Tenter de dresser le bilan de l’URSS aujourd’hui, trente ans après son effondrement, présente de toute façon des avantages et des inconvénients. En abordant l’URSS, on peut lire ses 74 ans d’histoire comme un chapitre de son histoire millénaire et impériale (ce qui est tout à fait légitime et à certains égards incontournable) mais aussi comme une époque définitivement terminée d’une expérience politico-sociale, en tant qu’étude de la « civilisation soviétique » comme l’a évoqué avec nostalgie l’historien Sergej Kara-Murza. Dans ce cas, on aura l’avantage de pouvoir en étudier, pour certains, plus facilement, sa naissance, son développement, sa crise et son agonie comme un chapitre de l’histoire contemporaine, de pouvoir faire l’autopsie, non pas tant d’un socialisme qui,en URSS, n’exista jamais, mais de sa tentative confuse de le réaliser. En ce sens, l’Union soviétique ne fut pas un « socialisme historiquement réalisé » comme les dirigeants du Pci ont tenté de le synthétiser, ni un « socialisme d’État » (une catégorie vide largement utilisée dans le monde académique d’aujourd’hui), mais plutôt un « socialisme historiquement non réalisé », le battement d’ailes brechtien.

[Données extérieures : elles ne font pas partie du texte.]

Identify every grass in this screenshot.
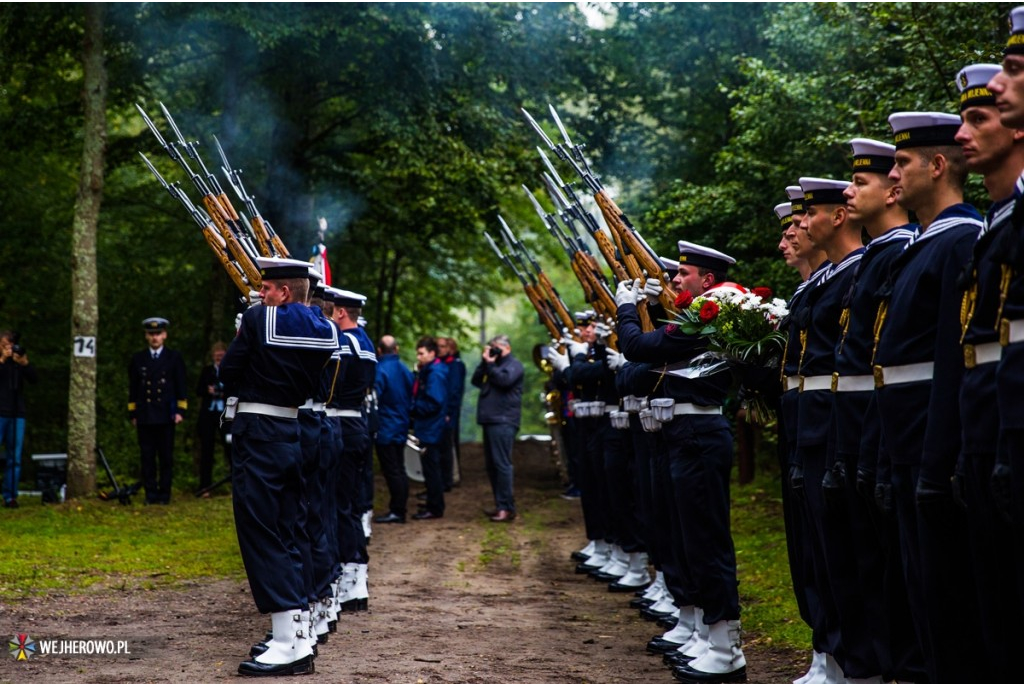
[0,489,245,597]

Il n’en demeure pas moins que les différents courants socialistes (dans lesquels j’inclus une large gamme de traditions, allant de celles du mouvement communiste – y compris les hérésies – à celui anarchiste) ne pourront à l’avenir reconstituer, redéfinir, reconfirmer leur identité sans se mesurer constamment à ce récit, car ils retrouveront inévitablement sur leur chemin, cette question naïve ou malicieuse : « mais vous voulez faire comme en Russie » ?

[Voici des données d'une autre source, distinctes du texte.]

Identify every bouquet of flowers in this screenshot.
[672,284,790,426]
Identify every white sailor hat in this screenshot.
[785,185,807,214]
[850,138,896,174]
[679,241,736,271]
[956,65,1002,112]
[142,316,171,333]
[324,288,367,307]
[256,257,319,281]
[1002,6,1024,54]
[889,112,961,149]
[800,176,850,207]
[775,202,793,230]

Les Russes eux-mêmes, à la fois objets et sujets de cette expérience d’ingénierie sociale, avec la simplicité et la sagesse de leurs blagues, en eurent l’intuition pour un temps (pendant l’époque de Brejnev, il y eut un grand foisonnement de blagues et anecdotes sur le régime, souvent caustiques mais aussi sagaces et dont j’utilise certaines dans ce livre). L’une d’elle raconte la tentative du Politburo du Parti communiste de l’Union soviétique (PCUS) de ressusciter Lénine en 1970 à l’occasion du centenaire de sa naissance en utilisant les technologies les plus avancées actuellement disponibles par les scientifiques soviétiques, lesquels enfin réussissent dans cette entreprise. Après une belle fête pour son retour à la vie, tout le Politburo et Brejnev en premier, se rassemble autour d’Ilitch et lui demande : « Camarade Lénine, dis-nous, que penses-tu du socialisme que nous avons atteint ? ». Lénine leur demande alors des voitures et des avions pour pouvoir visiter le pays, avant de porter un jugement. De retour à Moscou après un mois d’errance, il demande cependant à pouvoir s’enfermer dans le bureau du Kremlin pour réfléchir.

Au bout de quelques jours, Brejnev, après avoir longtemps frappé à sa porte, entre prudemment dans son bureau et ne trouve qu’une petite note signée par Lénine qui dit: «Camarades, je suis rentré à Zurich pour tout recommencer».

S’adressant, peut-être, à ceux qui aspirent à une société sans classes ni hiérarchies, que le moment est venu de d’aller à Zurich.